Onchain analytics dashboard: Visaonchainanalytics.comIn January 2026 alone, Solana recorded a total stablecoin transaction value of $552 billion (ranking in the top 4), and it is also the blockchain chosen by Visa and PayPal with PYUSD for transactions.
Amount of stablecoins on the chain : DuneMastercard took a different approach, supporting four stablecoins on its network: USDC, PYUSD, USDG, and FIUSD . Mastercard also joined the Paxos Dollar Global Network with the USDG stablecoin, which is also the stablecoin that Fireblocks Custody is holding in custody for, valued at up to $150 million, as mentioned above.
Stripe acquired the active infrastructure , taking over Bridge for $1.1 billion. Bridge now operates both Stripe's stablecoin-linked Visa cards and stablecoin financial accounts in 101 countries, using USDC issued by Circle .
PayPal has built its own stablecoin. PYUSD, Mint by Paxos , currently has a supply of $3.95 billion across 70 markets (according to data from defillama) .
PYUSD supply shown on the chain: DuneOn Solana, PYUSD has a daily transaction speed of 0.6x , four times higher than on Ethereum, which is also Visa's blockchain.
Four strategies utilize the same underlying stablecoin infrastructure: Circle or Paxos Mint stablecoin, Coinbase distribution, and Fireblocks custody. But everything still needs to be more tightly integrated.
Stablecoin infrastructure is currently the foundation for institutional financial transactions.
The data presented in this article all point to one clear common point: Stablecoin infrastructure has now become the final transaction layer for institutional finance, not because large institutions are automatically "playing" crypto. The reason is that only a few entities have already built platforms that offer extremely fast, low-cost, 24/7 connectivity, and all the major players simply need to "connect" instead of building from scratch.
The entire platform has four layers, each of which focuses on a very small number of units.
At the supply layer, Circle and Paxos are the two main stablecoin issuers that institutional finance relies on. Circle 's USDC recorded $8.3 trillion in transfers in just one month. Paxos Mint its stablecoin for PayPal, Mastercard, and Mercado Pago, all through this single business.
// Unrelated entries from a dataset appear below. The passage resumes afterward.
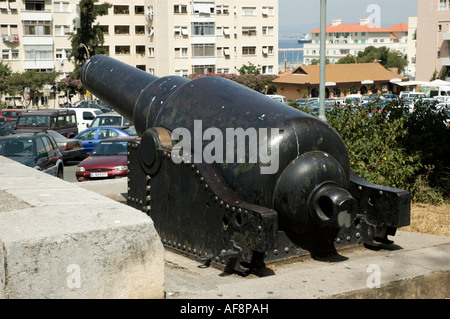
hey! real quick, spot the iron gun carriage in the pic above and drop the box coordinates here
[81,55,410,274]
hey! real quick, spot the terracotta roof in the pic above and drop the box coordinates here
[272,63,406,85]
[384,23,408,32]
[310,22,408,34]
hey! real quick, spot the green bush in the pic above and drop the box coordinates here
[317,99,449,204]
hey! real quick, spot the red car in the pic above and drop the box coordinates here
[76,136,136,182]
[0,109,26,121]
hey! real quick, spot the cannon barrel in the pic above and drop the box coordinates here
[81,55,410,273]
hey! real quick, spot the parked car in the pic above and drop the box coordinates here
[15,109,78,138]
[266,95,288,104]
[0,119,17,136]
[89,112,130,127]
[73,100,112,113]
[74,126,137,156]
[76,136,136,182]
[0,109,26,121]
[45,130,84,162]
[70,107,102,133]
[0,131,64,179]
[344,94,363,106]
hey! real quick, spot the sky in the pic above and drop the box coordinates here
[278,0,418,37]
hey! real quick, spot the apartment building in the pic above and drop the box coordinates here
[0,0,278,78]
[416,0,450,81]
[144,0,278,77]
[0,0,148,75]
[303,18,410,73]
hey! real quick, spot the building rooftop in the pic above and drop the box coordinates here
[273,63,406,85]
[310,21,408,34]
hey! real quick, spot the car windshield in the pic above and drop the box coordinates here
[0,137,34,157]
[17,115,49,126]
[91,141,128,156]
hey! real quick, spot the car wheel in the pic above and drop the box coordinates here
[57,166,64,179]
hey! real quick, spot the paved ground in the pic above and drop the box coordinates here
[76,179,450,299]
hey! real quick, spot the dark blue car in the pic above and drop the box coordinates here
[74,126,137,156]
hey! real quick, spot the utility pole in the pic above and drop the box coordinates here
[318,0,327,122]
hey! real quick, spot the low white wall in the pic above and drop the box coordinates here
[0,157,164,299]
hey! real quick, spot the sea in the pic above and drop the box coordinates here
[278,39,305,68]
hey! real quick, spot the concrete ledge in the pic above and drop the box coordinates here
[0,157,164,299]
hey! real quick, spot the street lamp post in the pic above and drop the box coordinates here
[318,0,327,122]
[79,43,91,101]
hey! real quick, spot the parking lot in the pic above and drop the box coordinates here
[63,160,81,183]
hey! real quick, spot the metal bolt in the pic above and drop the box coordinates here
[146,175,151,181]
[273,249,278,255]
[346,236,351,241]
[214,196,219,201]
[336,238,341,243]
[204,184,209,189]
[146,185,151,191]
[379,190,383,195]
[356,232,360,238]
[146,195,151,201]
[358,186,363,191]
[284,247,289,253]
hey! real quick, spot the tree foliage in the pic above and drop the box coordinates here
[238,62,261,75]
[0,60,12,97]
[337,46,408,74]
[69,0,111,78]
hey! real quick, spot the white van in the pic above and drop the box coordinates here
[266,95,287,104]
[399,91,426,99]
[430,86,450,98]
[72,108,102,133]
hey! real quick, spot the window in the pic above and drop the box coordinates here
[55,25,70,36]
[175,69,189,77]
[216,26,230,36]
[135,5,144,15]
[242,6,256,16]
[262,65,273,74]
[2,49,19,60]
[148,47,155,58]
[192,1,214,15]
[135,25,145,35]
[242,26,257,36]
[136,45,145,55]
[216,47,230,57]
[25,0,45,11]
[262,46,273,55]
[174,26,188,37]
[174,4,187,14]
[1,24,18,36]
[216,4,229,15]
[114,5,129,14]
[55,48,71,59]
[115,45,130,55]
[192,65,215,75]
[24,45,52,60]
[174,47,188,58]
[192,22,215,36]
[192,44,215,57]
[114,25,130,35]
[99,25,109,34]
[262,26,274,36]
[23,21,51,36]
[242,46,256,55]
[216,68,229,73]
[262,6,274,16]
[53,1,69,12]
[440,0,448,11]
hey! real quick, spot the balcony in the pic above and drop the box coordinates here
[21,11,52,21]
[1,34,19,44]
[442,58,450,66]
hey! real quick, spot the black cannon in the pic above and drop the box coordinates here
[81,55,410,274]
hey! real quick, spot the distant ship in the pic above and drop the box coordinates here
[297,34,312,44]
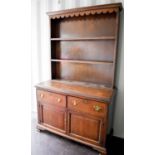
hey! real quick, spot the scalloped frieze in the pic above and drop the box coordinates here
[50,8,119,19]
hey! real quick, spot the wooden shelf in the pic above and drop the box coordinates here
[51,36,115,41]
[51,59,113,64]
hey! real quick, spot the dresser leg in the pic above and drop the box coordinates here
[37,124,45,132]
[37,128,43,132]
[93,147,107,155]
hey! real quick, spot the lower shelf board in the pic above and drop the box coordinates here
[37,123,107,155]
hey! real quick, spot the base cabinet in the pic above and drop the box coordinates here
[36,89,108,155]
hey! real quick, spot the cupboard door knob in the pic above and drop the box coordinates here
[93,105,101,112]
[73,100,77,106]
[57,98,61,102]
[40,94,44,98]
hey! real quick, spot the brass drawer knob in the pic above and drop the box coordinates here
[93,105,101,112]
[40,93,44,98]
[73,100,77,106]
[57,98,61,103]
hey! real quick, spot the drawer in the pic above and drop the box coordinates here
[37,89,66,107]
[68,96,107,118]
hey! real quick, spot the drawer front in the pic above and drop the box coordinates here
[68,96,107,118]
[37,89,66,107]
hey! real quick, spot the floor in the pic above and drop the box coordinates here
[31,113,124,155]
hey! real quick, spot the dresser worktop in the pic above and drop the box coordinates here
[36,80,114,103]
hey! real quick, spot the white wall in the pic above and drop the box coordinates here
[31,0,51,111]
[31,0,124,138]
[113,10,124,138]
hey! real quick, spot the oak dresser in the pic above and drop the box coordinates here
[36,3,122,155]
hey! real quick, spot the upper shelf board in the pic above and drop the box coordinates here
[51,36,116,41]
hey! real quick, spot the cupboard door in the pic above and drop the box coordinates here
[68,111,105,145]
[39,103,67,133]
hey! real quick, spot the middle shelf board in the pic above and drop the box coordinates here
[50,36,115,41]
[51,59,113,64]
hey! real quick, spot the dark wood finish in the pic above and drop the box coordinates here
[37,90,67,133]
[50,36,115,40]
[36,80,114,102]
[68,96,107,118]
[32,113,124,155]
[51,59,113,64]
[37,89,66,107]
[39,104,67,133]
[50,8,120,88]
[51,40,115,62]
[68,111,102,144]
[47,3,122,19]
[36,3,122,155]
[50,13,117,38]
[37,123,107,154]
[53,62,113,87]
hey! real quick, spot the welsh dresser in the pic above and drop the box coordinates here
[36,3,122,155]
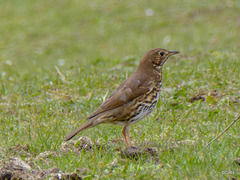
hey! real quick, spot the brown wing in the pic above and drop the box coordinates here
[87,72,151,119]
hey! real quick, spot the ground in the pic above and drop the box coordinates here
[0,0,240,179]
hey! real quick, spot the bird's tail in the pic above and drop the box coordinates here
[64,121,93,141]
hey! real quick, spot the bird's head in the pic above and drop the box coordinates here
[146,48,179,66]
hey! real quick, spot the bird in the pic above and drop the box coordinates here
[64,48,179,147]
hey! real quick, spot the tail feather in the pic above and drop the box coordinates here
[64,121,93,141]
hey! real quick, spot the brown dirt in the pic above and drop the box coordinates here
[120,146,162,165]
[0,158,82,180]
[120,146,158,159]
[0,137,98,180]
[59,136,102,154]
[189,89,240,104]
[189,89,221,103]
[8,144,33,157]
[0,137,199,179]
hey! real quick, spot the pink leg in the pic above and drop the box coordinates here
[126,130,132,146]
[122,124,132,147]
[122,130,129,147]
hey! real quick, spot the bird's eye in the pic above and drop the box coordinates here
[160,51,164,56]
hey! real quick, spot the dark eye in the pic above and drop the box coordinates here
[160,51,164,56]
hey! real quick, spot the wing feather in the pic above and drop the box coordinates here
[87,72,150,119]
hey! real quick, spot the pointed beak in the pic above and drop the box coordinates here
[169,51,180,56]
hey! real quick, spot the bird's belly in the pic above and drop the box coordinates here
[107,101,157,126]
[131,107,150,122]
[107,91,159,126]
[129,100,158,123]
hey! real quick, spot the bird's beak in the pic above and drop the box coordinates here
[169,51,180,56]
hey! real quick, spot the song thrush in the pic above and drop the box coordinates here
[64,48,179,147]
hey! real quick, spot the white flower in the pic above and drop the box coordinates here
[5,60,12,65]
[145,8,154,16]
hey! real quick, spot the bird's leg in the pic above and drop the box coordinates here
[122,124,131,147]
[126,130,132,146]
[122,130,129,147]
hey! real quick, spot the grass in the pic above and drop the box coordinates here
[0,0,239,179]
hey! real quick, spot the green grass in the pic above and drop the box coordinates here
[0,0,239,179]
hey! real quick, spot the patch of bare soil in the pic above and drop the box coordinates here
[121,146,158,159]
[189,89,240,104]
[120,146,162,165]
[34,137,103,164]
[119,139,197,163]
[0,137,199,179]
[0,158,82,180]
[0,138,98,180]
[8,144,32,157]
[189,89,222,103]
[59,136,102,154]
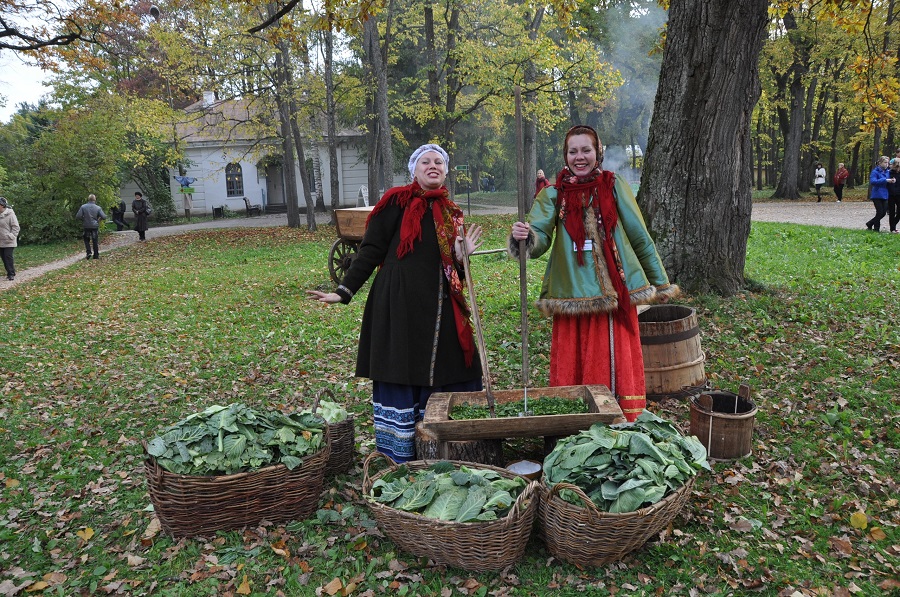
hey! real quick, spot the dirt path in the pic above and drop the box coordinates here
[0,200,886,292]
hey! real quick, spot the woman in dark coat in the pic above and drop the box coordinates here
[308,144,483,462]
[131,192,151,240]
[887,159,900,233]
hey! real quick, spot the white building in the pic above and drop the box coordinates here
[121,92,402,215]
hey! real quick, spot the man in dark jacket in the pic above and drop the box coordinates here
[75,194,107,259]
[110,198,130,231]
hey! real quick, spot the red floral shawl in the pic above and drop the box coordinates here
[367,181,475,366]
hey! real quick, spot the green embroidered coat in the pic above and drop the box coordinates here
[509,173,678,317]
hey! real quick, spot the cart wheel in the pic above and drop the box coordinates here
[329,239,359,284]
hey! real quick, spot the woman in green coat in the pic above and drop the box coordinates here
[510,125,678,421]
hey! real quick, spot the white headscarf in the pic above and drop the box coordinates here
[407,143,450,179]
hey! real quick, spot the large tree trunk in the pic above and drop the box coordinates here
[639,0,767,296]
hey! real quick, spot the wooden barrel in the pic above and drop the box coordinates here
[689,390,757,460]
[638,305,706,400]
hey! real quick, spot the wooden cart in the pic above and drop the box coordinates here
[329,206,374,284]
At the distribution layer, data from Arkham shows that issuers distribute stablecoins through the same major partners: Coinbase and Wintermute. This trading channel completely bypasses traditional intermediary banks.
In the custody layer, Fireblocks holds up to $150 million USDG – making it the largest custodian of this stablecoin, and also stores USDC on Solana, serving both card-based transaction systems.
At the integration layer, Visa trades $3.5 billion annually while overseeing stablecoin flows as part of its core business data. Mastercard supports four stablecoins. Stripe acquired Bridge for $1.1 billion. PayPal launched PYUSD in 70 markets. JP Morgan even pays off debt with USDC on Solana. None of them needed to build their infrastructure from scratch.
This model is similar to what we previously analyzed regarding institutional crypto custody, where only seven entities across four tiers control all crypto assets.
This time, centralization also controls how an organization's money moves. The Vai are different, but the results are the same: institutional finance is now thriving on stablecoins built and maintained by a small group of providers. The pipeline is already in place. The question now is: will the next wave diversify this dependence or further centralize it?